From caf7db4bc9bb0d11f582333ebd473b190e037228 Mon Sep 17 00:00:00 2001
From: Pointerbender <pointerbender@gmail.com>
Date: Tue, 4 Oct 2022 16:43:45 +0200
Subject: [PATCH] fix soundness hole in join macros add a miri regression test
 update failing tests (join sizes increased due to fix)

---
 futures-macro/src/join.rs           | 13 ++++++------
 futures/tests/async_await_macros.rs |  8 ++++----
 futures/tests/future_join.rs        | 32 +++++++++++++++++++++++++++++
 3 files changed, 43 insertions(+), 10 deletions(-)
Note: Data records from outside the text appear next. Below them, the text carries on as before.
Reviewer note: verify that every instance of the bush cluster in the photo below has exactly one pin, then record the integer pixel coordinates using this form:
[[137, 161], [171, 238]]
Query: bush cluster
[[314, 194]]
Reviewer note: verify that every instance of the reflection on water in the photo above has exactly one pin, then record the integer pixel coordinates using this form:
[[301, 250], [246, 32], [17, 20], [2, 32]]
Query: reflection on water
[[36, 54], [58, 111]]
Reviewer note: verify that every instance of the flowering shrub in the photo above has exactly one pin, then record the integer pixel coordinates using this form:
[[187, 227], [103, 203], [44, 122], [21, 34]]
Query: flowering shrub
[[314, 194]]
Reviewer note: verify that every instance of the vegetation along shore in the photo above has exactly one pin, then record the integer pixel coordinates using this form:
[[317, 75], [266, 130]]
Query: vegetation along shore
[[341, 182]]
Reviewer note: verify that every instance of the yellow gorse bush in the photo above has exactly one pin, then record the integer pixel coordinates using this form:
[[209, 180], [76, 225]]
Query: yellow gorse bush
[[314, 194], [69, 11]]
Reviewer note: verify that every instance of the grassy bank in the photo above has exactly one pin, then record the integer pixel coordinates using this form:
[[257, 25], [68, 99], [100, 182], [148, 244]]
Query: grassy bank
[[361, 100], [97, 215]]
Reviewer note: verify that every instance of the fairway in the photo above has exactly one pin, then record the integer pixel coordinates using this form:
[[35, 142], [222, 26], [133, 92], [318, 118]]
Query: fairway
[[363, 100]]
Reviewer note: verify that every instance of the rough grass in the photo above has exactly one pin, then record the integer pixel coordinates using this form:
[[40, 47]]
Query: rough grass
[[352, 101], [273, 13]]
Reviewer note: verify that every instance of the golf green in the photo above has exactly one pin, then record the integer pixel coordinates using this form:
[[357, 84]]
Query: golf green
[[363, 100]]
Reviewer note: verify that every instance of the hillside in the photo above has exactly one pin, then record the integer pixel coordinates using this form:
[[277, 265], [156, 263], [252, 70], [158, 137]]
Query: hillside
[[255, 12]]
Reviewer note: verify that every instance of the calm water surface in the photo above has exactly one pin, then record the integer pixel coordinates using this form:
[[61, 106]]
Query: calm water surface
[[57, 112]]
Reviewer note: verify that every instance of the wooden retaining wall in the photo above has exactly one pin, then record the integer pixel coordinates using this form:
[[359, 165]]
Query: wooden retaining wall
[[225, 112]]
 create mode 100644 futures/tests/future_join.rs

diff --git a/futures-macro/src/join.rs b/futures-macro/src/join.rs
index d427da27a0..94e356f729 100644
--- a/futures-macro/src/join.rs
+++ b/futures-macro/src/join.rs
@@ -38,6 +38,7 @@ fn bind_futures(fut_exprs: Vec<Expr>, span: Span) -> (Vec<TokenStream2>, Vec<Ide
                 // Move future into a local so that it is pinned in one place and
                 // is no longer accessible by the end user.
                 let mut #name = __futures_crate::future::maybe_done(#expr);
+                let mut #name = unsafe { __futures_crate::Pin::new_unchecked(&mut #name) };
             });
             name
         })
@@ -58,12 +59,12 @@ pub(crate) fn join(input: TokenStream) -> TokenStream {
     let poll_futures = future_names.iter().map(|fut| {
         quote! {
             __all_done &= __futures_crate::future::Future::poll(
-                unsafe { __futures_crate::Pin::new_unchecked(&mut #fut) }, __cx).is_ready();
+                #fut.as_mut(), __cx).is_ready();
         }
     });
     let take_outputs = future_names.iter().map(|fut| {
         quote! {
-            unsafe { __futures_crate::Pin::new_unchecked(&mut #fut) }.take_output().unwrap(),
+            #fut.as_mut().take_output().unwrap(),
         }
     });
 
@@ -96,17 +97,17 @@ pub(crate) fn try_join(input: TokenStream) -> TokenStream {
     let poll_futures = future_names.iter().map(|fut| {
         quote! {
             if __futures_crate::future::Future::poll(
-                unsafe { __futures_crate::Pin::new_unchecked(&mut #fut) }, __cx).is_pending()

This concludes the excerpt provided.